Space Invaders conquered arcades and living rooms, catapulting video games into the mainstream.
Space Invaders, 1978
Designed by Tomohiro Nishikado and released in Japan in 1978, Taito’s arcade video game challenged players to zap an ongoing onslaught of aliens. Players took control of a powerful laser cannon that they moved across the bottom of the screen and used to fire at five rows of advancing aliens and occasional flying saucers worth extra points. The game included a “high score” at the top of the screen, and this popular feature soon became a standard element of arcade games.
The game’s components were revolutionary as well, for it was the first Japanese game to use a microprocessor. Although a handful of shooter games preceded Space Invaders, its runaway success, innovative features, compelling graphics, and elemental themes captured the public imagination, spurring many imitators and a craze for arcade games, first in Japan and then around the world. Its success prompted other Japanese companies to join the video game market.
Artifacts from The Strong
In 1980, Space Invaders energized the home console market when it became the Atari 2600’s most popular game. Millions of consumers purchased the console just to blast aliens in the comfort of their homes.
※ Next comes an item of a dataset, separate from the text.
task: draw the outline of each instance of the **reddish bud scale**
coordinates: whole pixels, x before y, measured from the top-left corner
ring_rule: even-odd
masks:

Decades after its release, Space Invaders remains Taito’s most popular title, and the game’s pixilated, octopus-like alien invaders are some of the most widely recognized images in video games.
Space Invaders proved video games weren’t just a passing fad.
Did You Know?
As inspiration for Space Invaders, designer Tomohiro Nishikado cites War of the Worlds, the 1897 sci-fi epic by H.G. Wells, which narrates a devastating invasion of Earth by an alien force.